How to Size Bets. The Kelly Criterion in PyTorch
Suppose you would like to make a wager on a random outcome because you believe you know something about the probability of the outcome, for example that 265/365 days in a year will be cloudy in South Bend, Indiana. How much should you wager it will be cloudy tomorrow if you would be paid even odds, under the assumption you will take bets for an eternity and instantly.
If your statistics are good there’s a unique correct answer due to John L. Kelly Jr., American treasure. You should wager ~45% of the money you have because it maximizes the exponential rate of growth (G) of your wealth (W) in the limit of a large number of bets (N). You find the desired sizing (c, a fraction of your capital) by maximizing what you can easily work out is G after many trials: G=(win fraction) log(1+c)+(lose fraction)log(1-c). There’s a unique c that maximizes this G expression as a function of c. You can find c using the optimization method of your choice. This number balances the value of the information you have, with the payoff of the bet. Gamblers are very familiar with this elementary version of the “Kelly Criterion”. What is documented in fewer places is how to use this in a general setting, where the payoff distribution is complex, multi-dimensional, or only available as samples. That’s what I’ll describe here.
NOTE: The interesting thing about Kelly’s paper: “A novel interpretation of the information rate” is that the rate of growth of your wealth, is actually the same as the information rate (in the Shannon - Information theory sense) of the channel which you are getting your probability information from. Kelly cared more about G, because it exposes a truth about information. It’s a classic relationship showing that entropic information has real-life units. This was certainly a deep and interesting insight. To anyone who has spent a life shoving facts in their brains it’s certainly comforting.

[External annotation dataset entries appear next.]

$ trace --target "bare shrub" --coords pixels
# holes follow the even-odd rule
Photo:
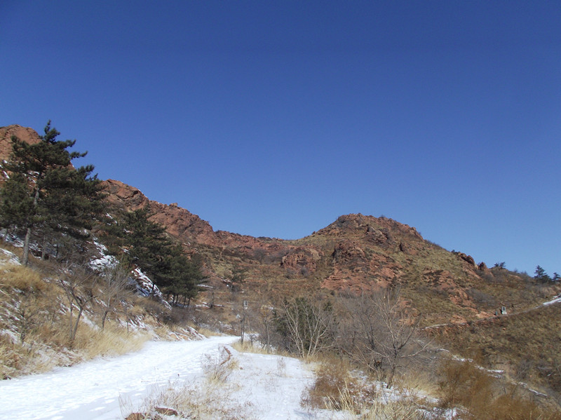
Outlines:
[[[201,365],[207,381],[217,383],[225,382],[235,367],[231,353],[226,347],[220,347],[217,353],[204,355]]]
[[[344,323],[340,348],[371,371],[385,372],[388,388],[396,373],[419,361],[428,346],[418,334],[414,319],[399,299],[399,291],[382,289],[339,297]]]
[[[468,418],[494,420],[557,420],[550,411],[527,398],[515,397],[508,387],[469,362],[447,360],[440,369],[440,401],[443,407],[463,407]]]
[[[289,350],[309,358],[332,346],[335,318],[328,302],[309,297],[285,301],[278,324],[288,339]]]

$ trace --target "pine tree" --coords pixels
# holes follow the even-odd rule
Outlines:
[[[149,220],[150,215],[147,207],[126,213],[120,234],[128,248],[128,262],[139,266],[151,278],[154,285],[161,289],[171,281],[173,243],[165,234],[165,229]]]
[[[4,165],[10,177],[0,191],[0,210],[5,226],[25,232],[25,265],[32,234],[43,241],[55,232],[83,238],[82,229],[101,212],[103,196],[97,175],[91,175],[93,166],[72,166],[87,152],[69,151],[76,140],[57,140],[60,134],[48,121],[38,143],[11,138],[10,161]]]
[[[539,281],[541,283],[548,283],[551,281],[551,278],[549,277],[548,273],[546,273],[546,270],[544,270],[540,266],[537,266],[536,267],[535,273],[536,276],[534,276],[534,278],[536,279],[536,281]]]

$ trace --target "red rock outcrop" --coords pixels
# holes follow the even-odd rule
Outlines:
[[[0,163],[7,161],[12,152],[12,136],[15,135],[29,144],[39,142],[41,139],[37,132],[32,128],[21,126],[0,127]]]

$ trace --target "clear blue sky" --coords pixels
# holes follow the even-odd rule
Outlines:
[[[0,6],[0,126],[215,230],[384,215],[492,265],[561,272],[561,3]]]

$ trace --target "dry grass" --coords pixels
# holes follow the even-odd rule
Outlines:
[[[141,405],[133,410],[130,404],[121,402],[121,411],[127,419],[144,420],[161,418],[165,410],[177,413],[178,418],[198,420],[250,420],[256,419],[250,403],[240,404],[231,398],[234,384],[228,378],[238,369],[238,361],[225,348],[217,355],[205,355],[203,370],[204,379],[192,383],[170,383],[164,389],[152,393]]]
[[[283,349],[278,349],[273,347],[270,347],[269,349],[264,347],[261,344],[257,344],[257,342],[252,342],[250,340],[245,340],[243,344],[241,341],[235,341],[231,344],[231,346],[241,353],[255,353],[256,354],[274,354],[276,355],[294,357],[294,355],[289,354],[288,351]]]
[[[345,405],[363,405],[379,396],[374,384],[351,373],[352,367],[336,357],[323,356],[314,368],[316,380],[301,399],[309,409],[344,409]]]
[[[440,405],[464,407],[468,419],[559,420],[561,412],[520,398],[503,383],[468,362],[448,360],[440,367]]]
[[[102,330],[96,309],[91,307],[83,314],[71,341],[64,291],[44,276],[36,269],[0,266],[0,377],[134,351],[151,338],[146,332],[129,333],[119,322],[107,322]],[[112,319],[116,320],[115,315]]]

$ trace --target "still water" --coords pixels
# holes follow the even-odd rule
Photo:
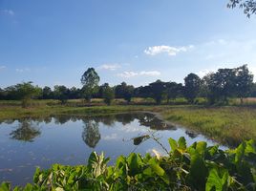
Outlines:
[[[150,135],[169,150],[168,138],[184,137],[187,144],[204,140],[202,135],[160,120],[153,114],[133,113],[99,117],[58,116],[0,122],[0,182],[24,185],[32,181],[35,167],[49,168],[53,163],[85,164],[91,152],[104,152],[114,163],[119,155],[131,152],[164,155],[164,150]],[[224,147],[223,147],[224,148]]]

Kelly grew up not far from where I’m living in Austin. He attended UT down the road, before ending up at Bell Labs. Besides working with Shannon on the information rate stuff, Kelly was involved in some of the earliest text to speech systems in the years before his death. That work actually lead to the voice of HAL singing ‘Daisy’ at the end of ‘2001’. Even today this work continues today albeit with much more powerful neural-network compression. He died suddenly at the age of 41, as good people often do. It’s pleasant to think of him down the road watching the Austin sunset and firing a gun - randomly into the air like a true Texan. From our offices you can see the spot where Kelly cut his teeth.
Kelly + Monte Carlo & Correlated Bets
What about a much more sophisticated version of Kelly’s problems? Suppose you would like to place a complex wager on a 1000-dimensional random outcome. This could (for example) be the price of 1000 cryptocurrencies tomorrow, or 1000 businesses if you’re a VC, and you will wager on each of them separately out of your same pot of limited wealth. However suppose that instead of independent probability distributions for these 1000 outcomes (that wouldn’t be realistic) you have 1*10⁶ samples (S=1,000,000) of the 1000 variable outcomes (a matrix of dimension 1000 X a million). A sample is merely an example of what could happen. For example it could just be the historical list of daily returns for the 1000 cryptocurrencies, or you could draw samples from some simulation.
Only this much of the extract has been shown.